Originally constructed in 1886, Freemark Abbey Winery has undergone several modifications over the last 130 years. During that time, the building has uniquely served its original purpose as a winery production facility as well as a multitude of other uses.
When purchased by Jackson Family Wines in 2006, a vision was revealed that would celebrate the history of the structure while bringing it into the modern era. San Francisco based architect, SB Architects, developed a strategy to bring the beauty of the hand-hewn stone walls to the forefront while tailoring the design to support a vibrant program and meet current code requirements. Among the major project goals to repurpose the building for public access was the addition of an elevator, service stair, grand staircase, reconstructed accessible floor levels, and topped off with large skylights integral with custom arched steel trusses to support the majority of the reframed roof structure.

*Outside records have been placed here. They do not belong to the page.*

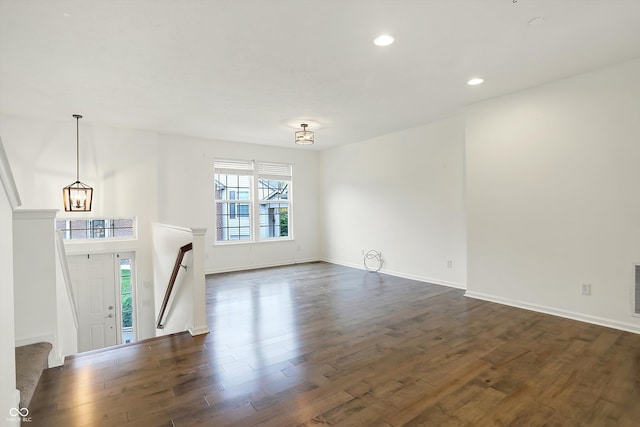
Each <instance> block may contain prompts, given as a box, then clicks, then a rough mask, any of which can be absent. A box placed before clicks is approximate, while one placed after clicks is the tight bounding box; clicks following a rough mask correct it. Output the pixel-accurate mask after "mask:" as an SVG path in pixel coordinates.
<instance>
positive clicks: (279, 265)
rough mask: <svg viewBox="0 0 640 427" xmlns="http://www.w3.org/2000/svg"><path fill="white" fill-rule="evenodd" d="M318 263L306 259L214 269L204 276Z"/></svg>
mask: <svg viewBox="0 0 640 427" xmlns="http://www.w3.org/2000/svg"><path fill="white" fill-rule="evenodd" d="M318 261H321V259H319V258H307V259H296V260H291V261H283V262H276V263H265V264H251V265H244V266H236V267H231V268H214V269H210V270H207V271H206V272H205V274H219V273H232V272H234V271H248V270H258V269H260V268H270V267H282V266H285V265H295V264H306V263H308V262H318Z"/></svg>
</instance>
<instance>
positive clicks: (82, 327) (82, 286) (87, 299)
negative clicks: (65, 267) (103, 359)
mask: <svg viewBox="0 0 640 427" xmlns="http://www.w3.org/2000/svg"><path fill="white" fill-rule="evenodd" d="M68 262H69V272H70V274H71V282H72V284H73V291H74V294H75V295H76V304H77V305H78V307H77V309H78V351H81V352H82V351H89V350H95V349H98V348H103V347H109V346H113V345H116V344H117V343H118V323H117V321H118V315H117V313H118V312H117V308H116V304H117V300H116V294H117V293H116V283H117V282H116V271H115V268H114V254H89V255H74V256H69V258H68Z"/></svg>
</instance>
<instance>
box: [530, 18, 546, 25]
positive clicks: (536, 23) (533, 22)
mask: <svg viewBox="0 0 640 427" xmlns="http://www.w3.org/2000/svg"><path fill="white" fill-rule="evenodd" d="M545 23H546V19H544V16H536V17H535V18H533V19H532V20H530V21H529V25H531V26H532V27H540V26H542V25H544V24H545Z"/></svg>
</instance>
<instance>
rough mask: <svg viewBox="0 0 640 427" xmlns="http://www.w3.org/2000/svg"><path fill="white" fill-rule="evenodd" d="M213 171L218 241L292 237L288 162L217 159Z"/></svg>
mask: <svg viewBox="0 0 640 427" xmlns="http://www.w3.org/2000/svg"><path fill="white" fill-rule="evenodd" d="M214 173H215V180H214V191H215V197H214V198H215V206H216V208H215V212H216V213H215V215H216V241H217V242H227V241H234V240H241V241H247V242H253V241H260V240H272V239H285V238H290V237H291V227H290V223H291V212H290V211H291V207H290V203H291V198H290V190H291V180H292V166H291V165H290V164H284V163H261V162H249V161H232V160H219V161H215V162H214Z"/></svg>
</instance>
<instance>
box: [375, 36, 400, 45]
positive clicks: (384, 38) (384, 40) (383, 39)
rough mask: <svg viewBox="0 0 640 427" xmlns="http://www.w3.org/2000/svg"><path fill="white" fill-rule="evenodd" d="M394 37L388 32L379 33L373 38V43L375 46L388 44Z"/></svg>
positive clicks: (390, 42) (391, 40) (386, 44)
mask: <svg viewBox="0 0 640 427" xmlns="http://www.w3.org/2000/svg"><path fill="white" fill-rule="evenodd" d="M394 40H395V39H394V38H393V37H392V36H390V35H389V34H381V35H379V36H378V37H376V38H375V39H373V44H375V45H376V46H389V45H390V44H392V43H393V41H394Z"/></svg>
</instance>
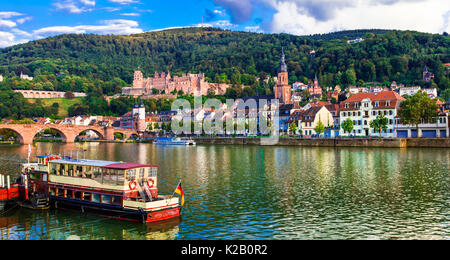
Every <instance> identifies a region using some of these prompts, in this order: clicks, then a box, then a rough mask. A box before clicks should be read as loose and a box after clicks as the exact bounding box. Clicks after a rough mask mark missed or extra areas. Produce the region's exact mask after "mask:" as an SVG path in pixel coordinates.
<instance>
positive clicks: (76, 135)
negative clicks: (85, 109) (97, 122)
mask: <svg viewBox="0 0 450 260" xmlns="http://www.w3.org/2000/svg"><path fill="white" fill-rule="evenodd" d="M86 131H92V132H94V133H95V134H97V136H98V137H99V138H100V139H101V140H105V139H106V138H105V135H104V133H102V132H100V131H99V130H97V129H95V128H86V129H82V130H77V131H76V134H75V138H74V140H76V138H77V137H78V136H80V134H81V133H83V132H86Z"/></svg>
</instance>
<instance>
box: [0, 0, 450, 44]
mask: <svg viewBox="0 0 450 260" xmlns="http://www.w3.org/2000/svg"><path fill="white" fill-rule="evenodd" d="M449 15H450V1H448V0H39V1H36V0H0V48H3V47H7V46H11V45H14V44H18V43H23V42H27V41H30V40H36V39H41V38H45V37H48V36H54V35H58V34H64V33H95V34H134V33H141V32H147V31H152V30H159V29H166V28H173V27H187V26H200V25H201V23H202V18H203V25H204V26H213V27H220V28H223V29H230V30H240V31H252V32H262V33H280V32H285V33H290V34H295V35H308V34H316V33H328V32H333V31H339V30H348V29H372V28H374V29H375V28H376V29H400V30H416V31H422V32H430V33H442V32H444V31H447V32H450V26H449V25H450V18H449Z"/></svg>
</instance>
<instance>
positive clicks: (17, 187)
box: [0, 174, 19, 211]
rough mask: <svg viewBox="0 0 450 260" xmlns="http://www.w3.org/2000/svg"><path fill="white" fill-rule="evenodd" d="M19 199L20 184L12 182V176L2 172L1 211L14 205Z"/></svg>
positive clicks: (1, 185) (0, 174)
mask: <svg viewBox="0 0 450 260" xmlns="http://www.w3.org/2000/svg"><path fill="white" fill-rule="evenodd" d="M18 199H19V185H18V184H11V180H10V176H9V175H8V176H5V175H3V174H0V211H2V210H4V209H7V208H8V207H10V206H12V205H14V204H15V203H16V202H17V200H18Z"/></svg>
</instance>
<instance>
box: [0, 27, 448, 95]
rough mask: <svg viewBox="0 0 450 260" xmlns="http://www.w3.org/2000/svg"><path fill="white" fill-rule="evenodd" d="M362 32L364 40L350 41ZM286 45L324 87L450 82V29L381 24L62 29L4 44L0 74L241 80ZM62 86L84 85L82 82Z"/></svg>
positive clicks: (271, 56) (35, 75)
mask: <svg viewBox="0 0 450 260" xmlns="http://www.w3.org/2000/svg"><path fill="white" fill-rule="evenodd" d="M359 37H362V38H364V41H363V42H359V43H352V44H349V43H347V40H352V39H355V38H359ZM282 46H283V47H284V49H285V53H286V59H287V64H288V69H289V73H290V81H291V82H292V81H303V82H306V81H307V79H308V78H313V77H314V74H317V75H318V77H319V80H320V83H321V85H322V86H334V85H336V84H341V85H344V86H345V85H348V84H358V83H359V84H362V83H363V82H373V81H378V82H384V81H394V80H395V81H397V82H398V83H404V84H419V85H420V84H422V85H423V84H424V82H422V81H421V79H422V71H423V69H424V67H425V66H427V67H428V68H429V70H430V71H431V72H433V73H434V74H435V79H434V82H432V83H431V85H433V86H438V87H439V88H440V89H441V90H444V89H446V88H449V87H450V83H449V76H448V75H446V74H445V68H444V65H443V64H444V63H449V62H450V38H449V36H443V35H436V34H434V35H433V34H426V33H419V32H412V31H382V30H367V31H364V30H360V31H347V32H340V33H332V34H326V35H312V36H293V35H288V34H258V33H248V32H236V31H227V30H221V29H214V28H185V29H175V30H167V31H159V32H148V33H143V34H137V35H131V36H115V35H107V36H99V35H61V36H56V37H51V38H47V39H43V40H38V41H33V42H29V43H25V44H21V45H16V46H13V47H9V48H4V49H0V74H2V75H4V76H7V77H8V76H9V77H12V76H18V75H20V73H21V72H23V73H24V74H28V75H31V76H33V75H34V76H37V77H38V78H39V77H40V79H42V81H46V80H48V81H52V82H51V83H52V85H53V88H54V89H55V88H56V89H61V90H64V89H62V88H63V87H60V85H59V84H58V82H59V81H61V79H58V77H65V76H67V75H73V76H76V77H81V78H83V79H89V80H91V81H95V80H98V81H111V80H113V79H116V83H117V82H119V79H118V78H120V79H122V80H124V81H125V82H122V81H120V83H117V84H116V85H115V87H114V88H109V89H107V90H103V92H104V93H105V94H111V93H113V92H117V91H118V88H117V85H119V87H123V85H126V84H130V83H131V82H132V77H133V71H134V70H135V69H137V68H138V67H140V69H141V70H142V71H143V72H144V75H146V76H151V75H153V73H154V72H155V71H171V72H172V73H175V74H177V73H185V72H193V73H195V72H204V73H205V74H206V76H207V77H208V78H209V80H211V81H222V82H223V81H225V82H231V81H239V83H241V80H240V77H241V76H242V75H244V74H246V75H247V76H248V75H250V76H259V75H261V73H266V74H271V75H273V76H275V75H276V70H277V66H278V63H279V59H280V52H281V47H282ZM312 50H315V53H316V54H315V56H314V57H312V56H310V53H311V51H312ZM55 75H58V76H57V77H56V78H55ZM43 76H45V77H43ZM57 81H58V82H57ZM41 83H42V84H41V86H40V87H43V88H44V89H45V88H46V87H45V86H46V85H45V84H44V83H45V82H41ZM231 83H235V82H231ZM17 84H19V85H20V83H17ZM17 84H16V85H17ZM32 84H33V83H31V85H30V86H31V87H33V86H32ZM16 85H15V86H16ZM81 85H83V83H81ZM61 86H62V85H61ZM16 87H19V88H20V87H23V86H16ZM13 88H14V86H13ZM64 88H72V89H71V90H73V91H80V90H81V91H83V90H84V89H83V88H82V86H78V85H77V84H72V85H70V86H69V87H67V86H65V87H64ZM56 89H55V90H56Z"/></svg>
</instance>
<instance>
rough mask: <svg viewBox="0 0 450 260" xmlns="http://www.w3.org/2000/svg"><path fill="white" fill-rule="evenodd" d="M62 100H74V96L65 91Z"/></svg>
mask: <svg viewBox="0 0 450 260" xmlns="http://www.w3.org/2000/svg"><path fill="white" fill-rule="evenodd" d="M64 98H65V99H74V98H75V95H74V94H73V92H72V91H67V92H66V93H65V94H64Z"/></svg>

A structural steel framing system was woven within the confines of the multi-level structure to satisfy structural demands while also supplementing the architect’s vision. Specific design and detail was attributed to the steel trusses demonstrating a more feminine shape. For areas where the existing archaic stone wall construction was not able to be justified, the significant seismic retrofit included steel braced frames. Stabilizing the thirteen foot tall stone basement retaining walls presented yet another challenge. The strategic use of soil nail shotcrete walls encapsulated the failed stone construction and eliminated the need for costly shoring and large foundations which also would have impacted a significant portion of intersecting stone walls.
Coined by SB Architects as the “rebirth” of the historic stone building, the $15M retrofit and alteration project is now home to a new highly acclaimed restaurant and provides Freemark Abbey with an iconic hospitality and events center located in the heart of Napa Valley at one of the original gravity fed stone winery locations.